Refineries Get Relief as Govt Moves to Unlock \$6 Billion Investments

New-PRL

ISLAMABAD: In a significant policy intervention, newly appointed Petroleum Minister Ali Pervaiz Malik has taken decisive steps to shield Pakistan’s struggling oil refineries from further financial losses—measures that industry leaders say could unlock up to \$6 billion in long-stalled investments.

The move comes as delays in implementing the Brownfield Refineries Policy 2023 had deterred foreign investors and stalled crucial plant upgrades.
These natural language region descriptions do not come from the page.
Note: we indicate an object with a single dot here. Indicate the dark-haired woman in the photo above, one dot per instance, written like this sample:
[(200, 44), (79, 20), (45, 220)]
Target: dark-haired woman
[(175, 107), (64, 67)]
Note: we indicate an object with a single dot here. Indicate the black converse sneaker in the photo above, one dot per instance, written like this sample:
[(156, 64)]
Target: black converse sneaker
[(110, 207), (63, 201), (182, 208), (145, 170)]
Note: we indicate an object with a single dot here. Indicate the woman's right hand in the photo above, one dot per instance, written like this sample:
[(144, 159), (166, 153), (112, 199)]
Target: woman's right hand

Malik also initiated the long-overdue implementation of the 35% third-party gas allocation facility, pending for years, to promote greater competition and transparency.

Recent changes in the Finance Act 2024 classified key petroleum products—petrol, HSD, kerosene, and LDO—as “exempt”, blocking refineries and oil marketing companies from claiming input sales tax worth an estimated Rs34 billion for FY 2024-25.

To mitigate this, the government allowed a 12-month recovery mechanism by enabling refineries to charge Rs2.09 per litre on HSD and Rs1.09 on petrol. The decision was endorsed by the Economic Coordination Committee and the prime minister.

Industry leaders, including Attock Refinery CEO and OCAC Chairman Adil Khattak, praised the minister and petroleum secretary for resolving the tax recovery issue. However, Khattak urged the government to permanently address the sales tax exemption in the upcoming budget.

Pakistan Refinery Limited (PRL), which failed to attract investors in its first tender due to policy delays, has reissued its tender with a deadline of May 30, but concerns remain about investor confidence.

Modernisation projects are expected to double diesel production and improve fuel quality. Currently, Pakistan’s refineries produce diesel ranging from Euro I to Euro V standards, with ongoing upgrades aimed at meeting global environmental benchmarks.

Industry officials emphasize that local refinery upgrades will significantly reduce the need for costly imports—each HSD cargo currently costing around \$45 million—and strengthen national energy security.